Deloitte on the hunt for cyber security professionals with 'people skills'

Deloitte needs security professionals who can explain to stakeholders what a problem is in simple terms, says head of cyber security

"Big Four" accountancy firm Deloitte is on the hunt for cyber security professionals with "people skills", according to the firm's head of UK cyber security, James Nunn-Price.

Nunn-Price told Computing that Deloitte's cyber security practice is hiring 100 graduates, of which the majority are business-risk focused while 20 are technical roles.

He explained that security jobs fall into two broad categories: one is the low level monitoring of logs and alerts, and the other is the "harder bit of applying information to some sort of business requirement or problem".

"We find that the human element requires a lot of skill, and is ideal for those who have a problem solving mind-set, for which we can give that understanding of security - the techies, geeks or nerds aren't that good in the business context because they are focused on the zeros and ones," Nunn-Price claimed.

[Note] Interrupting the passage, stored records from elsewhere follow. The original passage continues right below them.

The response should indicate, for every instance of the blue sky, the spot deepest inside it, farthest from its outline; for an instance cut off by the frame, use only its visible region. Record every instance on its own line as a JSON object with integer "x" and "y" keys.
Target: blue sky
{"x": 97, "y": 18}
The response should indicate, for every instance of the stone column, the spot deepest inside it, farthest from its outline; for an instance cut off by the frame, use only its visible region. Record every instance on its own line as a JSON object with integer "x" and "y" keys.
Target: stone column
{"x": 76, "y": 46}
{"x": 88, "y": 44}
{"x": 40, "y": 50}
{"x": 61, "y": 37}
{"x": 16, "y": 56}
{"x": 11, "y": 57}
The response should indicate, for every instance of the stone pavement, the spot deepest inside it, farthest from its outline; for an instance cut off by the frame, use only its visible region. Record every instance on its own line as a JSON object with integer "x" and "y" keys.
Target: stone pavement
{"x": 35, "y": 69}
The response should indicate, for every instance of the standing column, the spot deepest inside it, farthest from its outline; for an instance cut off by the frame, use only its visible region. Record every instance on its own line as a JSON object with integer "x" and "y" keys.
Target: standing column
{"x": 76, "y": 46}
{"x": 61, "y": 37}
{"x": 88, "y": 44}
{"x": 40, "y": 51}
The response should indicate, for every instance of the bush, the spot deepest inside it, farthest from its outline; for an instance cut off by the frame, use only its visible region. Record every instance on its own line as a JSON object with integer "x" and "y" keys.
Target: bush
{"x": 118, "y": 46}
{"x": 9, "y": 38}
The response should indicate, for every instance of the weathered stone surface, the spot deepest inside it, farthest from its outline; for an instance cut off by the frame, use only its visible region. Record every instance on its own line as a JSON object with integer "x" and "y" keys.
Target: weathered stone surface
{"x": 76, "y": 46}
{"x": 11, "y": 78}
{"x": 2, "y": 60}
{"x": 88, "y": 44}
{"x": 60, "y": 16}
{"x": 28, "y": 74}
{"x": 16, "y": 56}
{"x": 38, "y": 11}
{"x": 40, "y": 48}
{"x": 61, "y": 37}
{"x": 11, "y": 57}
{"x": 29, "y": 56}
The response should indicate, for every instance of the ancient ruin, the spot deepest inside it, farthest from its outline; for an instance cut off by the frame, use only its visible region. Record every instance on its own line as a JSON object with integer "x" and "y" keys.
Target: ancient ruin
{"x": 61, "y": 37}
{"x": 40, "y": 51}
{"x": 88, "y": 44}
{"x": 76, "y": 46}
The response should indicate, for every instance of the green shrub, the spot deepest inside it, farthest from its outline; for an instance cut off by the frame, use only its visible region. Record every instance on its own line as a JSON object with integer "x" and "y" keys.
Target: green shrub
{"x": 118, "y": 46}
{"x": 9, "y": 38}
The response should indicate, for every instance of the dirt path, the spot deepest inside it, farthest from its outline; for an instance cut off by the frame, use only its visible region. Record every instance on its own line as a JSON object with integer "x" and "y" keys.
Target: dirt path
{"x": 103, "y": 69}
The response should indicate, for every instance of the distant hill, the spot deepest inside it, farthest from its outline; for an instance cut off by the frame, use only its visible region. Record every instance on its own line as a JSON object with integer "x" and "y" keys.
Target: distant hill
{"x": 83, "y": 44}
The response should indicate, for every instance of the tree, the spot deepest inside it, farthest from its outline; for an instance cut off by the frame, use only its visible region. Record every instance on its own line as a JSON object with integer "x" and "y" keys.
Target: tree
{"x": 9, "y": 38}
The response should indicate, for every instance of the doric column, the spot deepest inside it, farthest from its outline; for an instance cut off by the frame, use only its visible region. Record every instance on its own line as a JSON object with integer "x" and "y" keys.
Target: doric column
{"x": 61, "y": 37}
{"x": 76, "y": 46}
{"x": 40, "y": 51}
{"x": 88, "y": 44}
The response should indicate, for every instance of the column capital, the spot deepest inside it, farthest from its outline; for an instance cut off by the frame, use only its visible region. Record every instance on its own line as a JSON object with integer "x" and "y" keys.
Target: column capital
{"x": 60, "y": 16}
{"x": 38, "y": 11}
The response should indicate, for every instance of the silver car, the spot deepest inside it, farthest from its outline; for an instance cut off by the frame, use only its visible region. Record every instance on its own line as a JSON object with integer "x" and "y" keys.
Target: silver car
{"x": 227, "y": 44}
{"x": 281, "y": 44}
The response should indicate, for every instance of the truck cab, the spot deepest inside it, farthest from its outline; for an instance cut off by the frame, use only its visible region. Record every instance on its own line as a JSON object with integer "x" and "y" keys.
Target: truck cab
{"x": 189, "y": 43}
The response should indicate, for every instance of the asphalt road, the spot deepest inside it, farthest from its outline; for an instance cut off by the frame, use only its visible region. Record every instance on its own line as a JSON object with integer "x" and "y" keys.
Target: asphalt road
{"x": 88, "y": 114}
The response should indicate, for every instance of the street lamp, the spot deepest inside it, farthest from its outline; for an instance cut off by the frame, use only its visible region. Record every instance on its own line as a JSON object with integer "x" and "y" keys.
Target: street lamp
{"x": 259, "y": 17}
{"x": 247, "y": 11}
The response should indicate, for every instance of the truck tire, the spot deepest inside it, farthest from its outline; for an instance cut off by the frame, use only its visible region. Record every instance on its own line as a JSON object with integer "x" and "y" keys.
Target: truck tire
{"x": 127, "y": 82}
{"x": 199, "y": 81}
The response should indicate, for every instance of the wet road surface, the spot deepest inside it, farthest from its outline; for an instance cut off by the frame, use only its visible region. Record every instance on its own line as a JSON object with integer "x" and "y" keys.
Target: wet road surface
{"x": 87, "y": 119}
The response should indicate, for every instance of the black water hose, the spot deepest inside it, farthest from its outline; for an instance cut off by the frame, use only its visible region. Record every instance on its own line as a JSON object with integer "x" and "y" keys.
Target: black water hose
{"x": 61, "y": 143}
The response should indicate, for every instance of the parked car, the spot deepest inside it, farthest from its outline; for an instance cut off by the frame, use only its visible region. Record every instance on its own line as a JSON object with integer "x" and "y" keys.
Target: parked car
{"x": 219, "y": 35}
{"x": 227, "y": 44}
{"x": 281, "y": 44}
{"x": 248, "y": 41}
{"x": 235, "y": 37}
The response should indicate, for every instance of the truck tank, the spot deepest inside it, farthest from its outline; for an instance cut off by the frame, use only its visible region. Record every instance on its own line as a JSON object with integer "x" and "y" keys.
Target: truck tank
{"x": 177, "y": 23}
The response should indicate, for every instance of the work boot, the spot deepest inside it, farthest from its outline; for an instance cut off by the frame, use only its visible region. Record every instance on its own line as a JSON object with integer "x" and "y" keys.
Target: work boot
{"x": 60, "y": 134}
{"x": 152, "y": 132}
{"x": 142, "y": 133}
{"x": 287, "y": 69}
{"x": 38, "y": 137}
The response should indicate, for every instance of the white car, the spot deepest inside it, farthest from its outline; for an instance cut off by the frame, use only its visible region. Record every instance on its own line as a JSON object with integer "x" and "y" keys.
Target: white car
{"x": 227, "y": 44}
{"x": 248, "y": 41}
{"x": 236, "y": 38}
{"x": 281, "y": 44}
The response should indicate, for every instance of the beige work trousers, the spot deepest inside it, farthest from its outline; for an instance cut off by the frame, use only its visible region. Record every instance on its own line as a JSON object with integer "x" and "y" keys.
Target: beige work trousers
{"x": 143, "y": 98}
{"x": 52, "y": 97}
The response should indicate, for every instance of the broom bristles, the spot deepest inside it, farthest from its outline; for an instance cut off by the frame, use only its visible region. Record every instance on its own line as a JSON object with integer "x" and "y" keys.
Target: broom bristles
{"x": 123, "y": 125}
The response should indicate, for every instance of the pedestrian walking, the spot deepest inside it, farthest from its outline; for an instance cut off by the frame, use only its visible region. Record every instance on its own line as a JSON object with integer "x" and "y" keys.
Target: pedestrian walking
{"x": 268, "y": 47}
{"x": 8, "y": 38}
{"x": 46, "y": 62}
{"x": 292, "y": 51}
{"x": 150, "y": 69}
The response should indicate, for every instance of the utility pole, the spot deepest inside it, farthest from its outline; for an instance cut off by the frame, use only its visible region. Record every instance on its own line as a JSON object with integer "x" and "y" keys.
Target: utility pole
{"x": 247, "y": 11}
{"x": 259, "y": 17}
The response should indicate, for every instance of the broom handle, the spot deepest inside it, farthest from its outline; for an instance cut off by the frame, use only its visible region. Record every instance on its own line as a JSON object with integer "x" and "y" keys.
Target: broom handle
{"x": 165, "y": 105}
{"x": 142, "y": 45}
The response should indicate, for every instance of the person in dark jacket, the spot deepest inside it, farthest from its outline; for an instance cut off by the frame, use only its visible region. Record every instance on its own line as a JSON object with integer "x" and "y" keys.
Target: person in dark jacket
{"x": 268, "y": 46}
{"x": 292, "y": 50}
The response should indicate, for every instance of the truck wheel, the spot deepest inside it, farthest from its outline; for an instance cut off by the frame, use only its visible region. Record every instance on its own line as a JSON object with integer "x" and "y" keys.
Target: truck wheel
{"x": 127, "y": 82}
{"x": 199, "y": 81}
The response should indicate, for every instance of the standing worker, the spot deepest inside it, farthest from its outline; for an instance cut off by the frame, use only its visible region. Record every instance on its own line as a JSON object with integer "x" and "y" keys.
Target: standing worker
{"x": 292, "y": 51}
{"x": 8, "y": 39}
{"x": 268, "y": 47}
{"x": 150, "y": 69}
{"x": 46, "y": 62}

Deloitte hires both creative people for whom it helps to develop analytical skills, and vice versa. Nunn-Price acknowledged that certain roles such as reverse engineering code and cryptography need tailored courses.

But people with such skills are required to have more in their repertoire, particularly to work for a consultancy like Deloitte, he said.

"The market is demanding more [than the amount of people Deloitte is currently hiring], so we're in competition with everyone else to hire the best people," he stated.

The firm looks for whether an applicant is good at interacting and consulting, in addition to the technical side of things.

"The security people end up in a bunker because no one knows what they are saying. In the last two years there has been a huge shift, and now those people with security skills need to be able to explain to stakeholders what a problem is in simple terms," he said.

And Nunn-Price claims that this has enabled a new ‘interpreter' role to develop, for someone who is more business-risk focused, but has enough technical knowledge to go to meet stakeholders alongside an IT security professional and explain how the business is affected.

Earlier this year, Deloitte launched a master's cyber security course at De Montfort University, and is hiring as many of the graduates as it can, while some of its existing staff are being put through the paces of modules such as penetration testing, incident response and forensics.

Computing's Securing Talent campaign aims to raise awareness of the growing need for people with cyber security skills in industry and government, and for clearer pathways into the cyber security profession.